| Re: should I start over as single mom in CH?
Hello all.
In answer to your questions, I lived aboad for about 10 years, six and a half years in france and three yrs in switzerland.
The reason why I believe I have a permit B still is that my ex was told by his company lawyer that if we divorced, I would keep my permit but that it would no longer be attached to his work. As we are not yet divorced, I believe I still have the right to have a permit b through my husband, even though I have not lived in CH now for one year.
I am not sure where to verify that. Any ideas?
I think your comments on repatriating are very true. I am having a very hard time adjusting to people here... Of course, I am more american than anything else, but have lived among expats from all over the world for so long, that I don't feel at home here. It sounds ridiculous, but people seem "too american" for me. I am not used to it. I realize with time I will adjust, but I ask myself, do I want to?
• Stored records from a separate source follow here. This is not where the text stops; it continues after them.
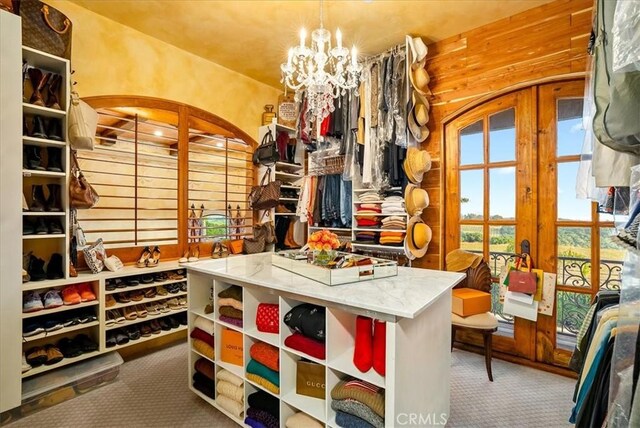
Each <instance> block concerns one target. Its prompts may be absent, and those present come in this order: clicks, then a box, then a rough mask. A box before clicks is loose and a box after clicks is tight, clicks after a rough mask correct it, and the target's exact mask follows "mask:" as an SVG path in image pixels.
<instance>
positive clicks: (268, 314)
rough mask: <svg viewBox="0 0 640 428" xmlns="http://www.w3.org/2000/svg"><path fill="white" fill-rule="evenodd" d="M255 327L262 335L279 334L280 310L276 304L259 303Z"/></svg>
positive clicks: (278, 306)
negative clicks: (262, 333)
mask: <svg viewBox="0 0 640 428" xmlns="http://www.w3.org/2000/svg"><path fill="white" fill-rule="evenodd" d="M256 327H257V328H258V331H261V332H263V333H276V334H278V333H279V332H280V309H279V306H278V304H277V303H259V304H258V309H257V310H256Z"/></svg>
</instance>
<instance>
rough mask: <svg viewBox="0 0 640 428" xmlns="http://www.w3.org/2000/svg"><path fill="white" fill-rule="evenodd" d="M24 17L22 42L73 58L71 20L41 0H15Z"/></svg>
mask: <svg viewBox="0 0 640 428" xmlns="http://www.w3.org/2000/svg"><path fill="white" fill-rule="evenodd" d="M13 5H14V13H16V14H18V15H20V17H21V18H22V44H23V45H25V46H29V47H30V48H34V49H37V50H40V51H43V52H47V53H50V54H51V55H55V56H59V57H62V58H66V59H71V30H72V24H71V20H70V19H69V18H67V17H66V15H65V14H63V13H62V12H60V11H59V10H57V9H55V8H54V7H51V6H49V5H46V4H44V3H42V2H41V1H39V0H22V1H19V2H13Z"/></svg>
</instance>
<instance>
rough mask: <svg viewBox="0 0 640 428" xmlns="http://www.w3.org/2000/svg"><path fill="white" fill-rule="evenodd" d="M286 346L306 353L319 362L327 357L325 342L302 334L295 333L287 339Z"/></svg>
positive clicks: (287, 337)
mask: <svg viewBox="0 0 640 428" xmlns="http://www.w3.org/2000/svg"><path fill="white" fill-rule="evenodd" d="M284 344H285V346H288V347H289V348H291V349H295V350H296V351H300V352H304V353H305V354H307V355H310V356H312V357H314V358H317V359H319V360H324V359H325V357H326V347H325V344H324V343H323V342H319V341H317V340H314V339H311V338H310V337H307V336H303V335H302V334H300V333H293V334H292V335H291V336H289V337H287V338H286V339H285V340H284Z"/></svg>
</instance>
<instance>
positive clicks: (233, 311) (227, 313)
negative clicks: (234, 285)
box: [218, 306, 242, 320]
mask: <svg viewBox="0 0 640 428" xmlns="http://www.w3.org/2000/svg"><path fill="white" fill-rule="evenodd" d="M218 313H219V314H220V315H224V316H225V317H229V318H235V319H237V320H241V319H242V311H239V310H237V309H236V308H233V307H231V306H220V307H219V308H218Z"/></svg>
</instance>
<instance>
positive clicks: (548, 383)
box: [7, 344, 574, 428]
mask: <svg viewBox="0 0 640 428" xmlns="http://www.w3.org/2000/svg"><path fill="white" fill-rule="evenodd" d="M186 353H187V348H186V344H180V345H176V346H172V347H170V348H167V349H165V350H162V351H159V352H156V353H154V354H151V355H148V356H145V357H142V358H138V359H136V360H132V361H129V362H127V363H125V364H124V365H123V367H122V370H121V372H120V377H119V380H118V381H116V382H114V383H112V384H110V385H107V386H104V387H101V388H99V389H97V390H95V391H92V392H89V393H86V394H84V395H80V396H78V397H76V398H74V399H72V400H70V401H67V402H65V403H62V404H59V405H57V406H54V407H51V408H49V409H46V410H42V411H40V412H38V413H35V414H32V415H30V416H27V417H25V418H22V419H20V420H18V421H15V422H13V423H10V424H9V425H7V426H8V427H10V428H20V427H25V428H33V427H45V426H46V427H49V428H53V427H66V428H81V427H82V428H84V427H87V428H89V427H91V428H101V427H105V428H107V427H109V428H116V427H127V428H132V427H145V428H146V427H149V428H159V427H171V428H175V427H191V428H196V427H203V428H204V427H215V428H226V427H229V428H231V427H237V425H236V424H234V423H232V422H230V421H229V420H228V419H227V418H226V417H225V416H224V415H222V414H221V413H219V412H218V411H216V410H215V409H213V408H212V407H211V406H209V405H208V404H205V403H204V402H203V401H202V400H200V399H199V398H198V397H196V396H195V395H194V394H193V393H191V392H190V391H189V390H188V388H187V364H186ZM451 374H452V376H451V378H452V379H451V418H450V420H449V424H448V426H451V427H483V428H484V427H511V428H513V427H523V428H524V427H532V428H533V427H543V426H544V427H564V426H571V425H570V424H568V423H567V422H566V421H567V418H568V416H569V413H570V411H571V396H572V393H573V385H574V381H573V380H571V379H567V378H563V377H560V376H556V375H553V374H550V373H544V372H540V371H537V370H534V369H530V368H527V367H521V366H517V365H514V364H510V363H507V362H504V361H499V360H494V363H493V374H494V380H495V382H493V383H491V382H489V380H488V379H487V376H486V373H485V369H484V360H483V357H482V356H480V355H475V354H472V353H468V352H464V351H459V350H456V351H454V352H453V358H452V370H451ZM414 426H415V425H414Z"/></svg>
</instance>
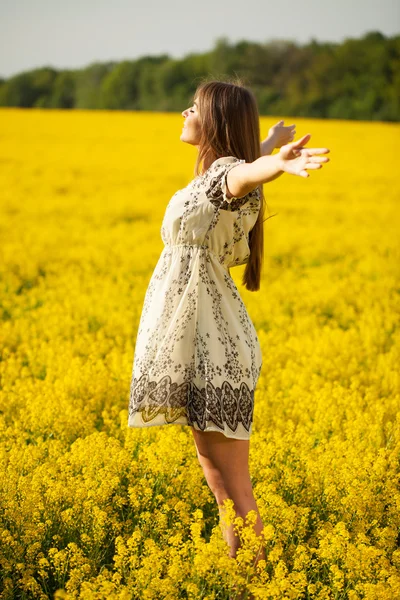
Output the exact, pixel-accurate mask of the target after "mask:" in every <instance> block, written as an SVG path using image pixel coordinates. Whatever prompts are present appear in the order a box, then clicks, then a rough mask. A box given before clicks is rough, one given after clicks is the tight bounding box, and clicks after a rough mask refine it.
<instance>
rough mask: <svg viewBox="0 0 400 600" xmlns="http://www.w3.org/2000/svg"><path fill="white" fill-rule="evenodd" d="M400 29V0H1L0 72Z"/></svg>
mask: <svg viewBox="0 0 400 600" xmlns="http://www.w3.org/2000/svg"><path fill="white" fill-rule="evenodd" d="M369 31H380V32H381V33H383V34H384V35H385V36H388V37H391V36H394V35H398V34H399V32H400V2H399V0H332V1H331V2H326V1H324V0H279V1H277V0H273V1H271V0H241V1H239V0H218V1H216V0H201V1H199V0H196V1H195V0H186V1H182V0H169V2H166V1H165V0H142V1H141V2H138V0H63V1H62V2H61V1H60V0H1V1H0V76H1V77H3V78H6V79H7V78H8V77H10V76H11V75H15V74H17V73H22V72H24V71H29V70H31V69H35V68H38V67H44V66H47V67H48V66H50V67H54V68H56V69H60V70H61V69H68V68H69V69H79V68H83V67H85V66H87V65H89V64H91V63H93V62H108V61H117V62H118V61H121V60H135V59H137V58H139V57H141V56H144V55H152V56H155V55H159V54H168V55H169V56H170V57H171V58H182V57H183V56H185V55H186V54H189V53H192V52H194V53H202V52H207V51H210V50H212V49H213V47H214V45H215V42H216V40H217V39H218V38H221V37H225V38H227V39H228V41H229V42H230V43H231V44H233V43H237V42H239V41H241V40H247V41H253V42H260V43H266V42H269V41H272V40H291V41H294V42H296V43H298V44H300V45H302V44H305V43H307V42H309V41H311V40H312V39H314V40H316V41H318V42H324V41H327V42H337V43H340V42H342V41H343V40H345V39H346V38H359V37H362V36H363V35H365V33H367V32H369Z"/></svg>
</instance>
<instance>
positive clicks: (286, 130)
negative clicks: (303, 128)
mask: <svg viewBox="0 0 400 600" xmlns="http://www.w3.org/2000/svg"><path fill="white" fill-rule="evenodd" d="M295 133H296V125H295V124H294V123H293V125H284V121H283V120H281V121H278V122H277V123H275V125H273V126H272V127H271V128H270V129H269V131H268V136H267V137H266V138H265V139H264V140H263V141H262V142H261V148H260V149H261V156H266V155H267V154H272V152H273V150H275V148H281V147H282V146H283V145H284V144H288V143H289V142H291V141H292V140H293V138H294V136H295Z"/></svg>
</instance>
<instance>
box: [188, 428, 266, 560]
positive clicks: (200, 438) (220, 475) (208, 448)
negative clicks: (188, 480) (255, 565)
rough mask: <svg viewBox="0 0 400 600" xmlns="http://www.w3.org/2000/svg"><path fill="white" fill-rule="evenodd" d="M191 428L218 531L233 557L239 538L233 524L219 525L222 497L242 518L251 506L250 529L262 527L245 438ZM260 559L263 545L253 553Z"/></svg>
mask: <svg viewBox="0 0 400 600" xmlns="http://www.w3.org/2000/svg"><path fill="white" fill-rule="evenodd" d="M191 429H192V432H193V437H194V441H195V445H196V450H197V456H198V459H199V462H200V464H201V466H202V468H203V472H204V475H205V478H206V481H207V484H208V486H209V488H210V489H211V491H212V492H213V494H214V496H215V499H216V501H217V504H218V508H219V513H220V524H221V529H222V534H223V537H224V539H225V541H226V542H227V544H228V545H229V547H230V552H229V555H230V556H231V557H235V556H236V551H237V549H238V548H239V547H240V540H239V538H238V537H237V536H235V534H234V529H233V525H229V527H224V526H223V523H222V518H223V507H222V503H223V502H224V500H226V499H227V498H231V499H232V500H233V504H234V509H235V513H236V515H237V516H239V517H242V518H243V519H244V518H245V516H246V515H247V513H248V512H249V511H250V510H255V511H256V513H257V521H256V523H255V526H254V530H255V532H256V534H257V535H260V533H261V531H262V529H263V523H262V521H261V517H260V513H259V510H258V507H257V503H256V501H255V498H254V495H253V488H252V484H251V479H250V473H249V440H235V439H233V438H227V437H226V436H225V435H223V434H222V433H219V432H217V431H198V430H197V429H195V428H194V427H192V428H191ZM260 544H261V538H260ZM261 559H265V549H264V548H262V549H261V551H260V552H259V553H258V555H257V557H255V562H258V561H259V560H261Z"/></svg>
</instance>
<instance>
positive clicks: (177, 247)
mask: <svg viewBox="0 0 400 600" xmlns="http://www.w3.org/2000/svg"><path fill="white" fill-rule="evenodd" d="M174 248H189V249H191V250H194V249H195V248H196V249H198V250H199V251H207V252H208V253H209V254H212V255H213V256H214V257H215V258H216V259H217V261H218V263H219V264H220V265H221V267H222V268H223V269H225V270H226V271H227V272H228V273H229V269H228V267H227V266H226V265H224V264H223V263H222V262H221V261H220V259H219V256H218V254H216V253H215V252H214V251H213V250H211V248H209V247H208V246H204V245H202V244H164V250H172V249H174Z"/></svg>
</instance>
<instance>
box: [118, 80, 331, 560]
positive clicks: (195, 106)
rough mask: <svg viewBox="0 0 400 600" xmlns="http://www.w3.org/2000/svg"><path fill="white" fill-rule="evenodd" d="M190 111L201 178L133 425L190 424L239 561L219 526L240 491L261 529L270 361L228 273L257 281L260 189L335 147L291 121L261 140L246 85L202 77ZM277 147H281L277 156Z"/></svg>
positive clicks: (246, 282) (259, 222)
mask: <svg viewBox="0 0 400 600" xmlns="http://www.w3.org/2000/svg"><path fill="white" fill-rule="evenodd" d="M182 115H183V117H184V118H185V123H184V126H183V129H182V134H181V140H182V141H183V142H185V143H188V144H191V145H194V146H196V148H197V149H198V156H197V161H196V166H195V175H196V177H195V178H194V179H193V180H192V181H191V182H190V183H189V184H188V185H187V186H186V187H185V188H183V189H181V190H178V191H177V192H176V193H175V194H174V195H173V197H172V198H171V200H170V202H169V204H168V206H167V208H166V212H165V216H164V220H163V223H162V227H161V237H162V240H163V242H164V249H163V251H162V253H161V256H160V259H159V261H158V263H157V266H156V268H155V270H154V273H153V275H152V278H151V280H150V283H149V286H148V289H147V292H146V296H145V300H144V306H143V311H142V315H141V319H140V324H139V329H138V334H137V340H136V348H135V357H134V366H133V371H132V380H131V387H130V402H129V421H128V426H130V427H148V426H152V425H165V424H181V425H190V426H191V431H192V433H193V436H194V442H195V445H196V450H197V456H198V458H199V461H200V464H201V466H202V468H203V471H204V474H205V478H206V480H207V483H208V485H209V487H210V489H211V490H212V492H213V493H214V495H215V498H216V501H217V503H218V506H219V511H220V517H221V528H222V531H223V535H224V539H225V540H226V541H227V543H228V545H229V547H230V556H232V557H234V556H236V551H237V548H238V546H239V544H240V542H239V539H238V538H237V537H235V535H234V532H233V527H232V526H230V527H229V528H224V527H223V526H222V523H223V518H222V517H223V512H222V508H223V507H222V505H223V502H224V500H225V499H227V498H231V499H232V500H233V503H234V507H235V511H236V514H237V515H239V516H241V517H245V516H246V515H247V513H248V512H249V511H250V510H255V511H256V513H257V523H256V526H255V529H256V533H257V535H259V534H260V533H261V530H262V528H263V524H262V521H261V518H260V514H259V511H258V508H257V504H256V501H255V499H254V496H253V491H252V485H251V480H250V474H249V466H248V459H249V439H250V435H251V428H252V419H253V409H254V390H255V387H256V384H257V380H258V377H259V374H260V371H261V365H262V357H261V348H260V344H259V340H258V337H257V333H256V330H255V328H254V326H253V324H252V322H251V319H250V317H249V315H248V313H247V310H246V308H245V306H244V304H243V302H242V300H241V297H240V295H239V292H238V290H237V288H236V286H235V284H234V282H233V280H232V278H231V276H230V271H229V269H230V267H233V266H236V265H241V264H246V268H245V271H244V276H243V284H244V285H245V286H246V288H247V289H248V290H252V291H256V290H258V289H259V287H260V277H261V265H262V257H263V215H264V197H263V190H262V185H263V184H264V183H268V182H269V181H272V180H273V179H276V178H277V177H279V176H281V175H282V174H283V173H289V174H291V175H298V176H300V177H308V176H309V174H308V173H307V170H313V169H320V168H321V167H322V164H323V163H324V162H327V161H328V160H329V159H328V158H327V157H320V156H318V155H320V154H326V153H328V152H329V150H328V149H327V148H305V147H304V146H305V144H306V143H307V142H308V141H309V140H310V137H311V136H310V134H306V135H304V136H303V137H302V138H300V139H299V140H297V142H292V143H287V142H289V141H290V140H291V139H293V135H294V133H293V129H294V125H292V126H289V127H284V126H283V121H280V122H279V123H277V124H276V125H275V126H274V127H273V128H271V130H270V135H269V136H268V138H266V139H265V140H264V141H263V142H262V143H261V145H260V129H259V114H258V108H257V103H256V100H255V97H254V95H253V93H252V92H251V91H250V90H248V89H246V88H245V87H244V86H242V85H241V84H240V83H239V84H237V83H228V82H221V81H209V82H203V83H201V84H200V85H199V87H198V88H197V90H196V93H195V95H194V102H193V106H191V107H190V108H189V109H186V110H184V111H183V112H182ZM274 147H279V148H280V150H279V152H278V153H276V154H274V155H272V156H270V155H269V154H270V153H271V152H272V149H273V148H274ZM201 163H202V168H201V170H200V169H199V167H200V164H201ZM260 558H265V551H264V548H262V552H260V553H259V554H258V556H257V557H256V559H257V560H259V559H260Z"/></svg>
I am now living in one of the most expensive cities in the US-- San Francisco. Housing prices are comparable to those of switzerland. Public schools here in SF are dismal. CH might actually be less expensive than where I am living. My children are going to a private french school here which costs for the both of them 30K per year. If I were in CH, that cost would be covered by my soon to be ex's employer or I could just put them in the very good public schools there.
Why did I leave? Weeeellllllll, imagine this: after 16 years of marriage to someone I thought was my best friend and love of my life...I find out he has been having an affair for the past two years with a much younger version of me. He started the affair right around the time we moved from france to CH. It lasted throughout my pregnancy and birth of my younger daughter (I have two daughters, ages 8 and 3). My youngest was 6 months when I first found out. By the time I found out, he said he was "in love". We tried for one year to save the marriage, or, er, I should say, **I** tried. I found out a year later that he had been seeing her all along.
I did kick him out then. They moved in together. I was in shock. This could not be possible, I thought. My head was spinning. Not to sound too dramatic, but I was simply unable to function and parent my girls I was so upset. I think I became "mentally ill" temporarily because of all the gas-lighting he had done to me over the past year. "You have to trust me", he'd say before I found out the last time that he had been continuing to see this other woman. I am ashamed to say that I remember hiding from my daughters in the closet, just sobbing and unable to get up off the floor. It was an awful, awful time.
Finally, a close friend of mine there told me "go home". So I did. I got a letter from him (just in case later he might claim that I stole the kids) saying I had permission to take the kids. He happily wrote and signed the letter because he was finally living his dream of "discovering" his affair partner. I packed up as much as I could in a few suitcases and left everything there.
When I arrived here in SF, part of me was waiting for him to call, saying he missed the family. when he finally called, he said he wanted me to come back so that he would not have to fly back and forth between his girlfriend and his kids. Forget that. I did not want to expose my kids to his chaos. I decided to stay here and rent an apartment.
Honestly, I am happy to be away from him...but I think with time I will care less and less what crazy things he does. I have come to believe he is in the midst of a major mid-life crisis. As for his girlfriend, i understand that they break up and get back together frequently. That's a big negative for me...that she will be part of the equation. I like having distance from that situation.
But the question for me is; independent of him...where do I want to start over? I miss europe, I miss my friends there. Where do I fit in? Which is a better quality of life for the children and I? Is it better or worse for the children to have their father around? (It's sad that I even have to pose this question.)
Neither place is ideal. Neither place is easy. I am not looking for quick fixes. I realize that being a single mother is very very difficult. I've lived it now for a year-- so I know.
That's the soap opera I am living. Thanks for listening and thanks sincerely for all of your input. It's making me think.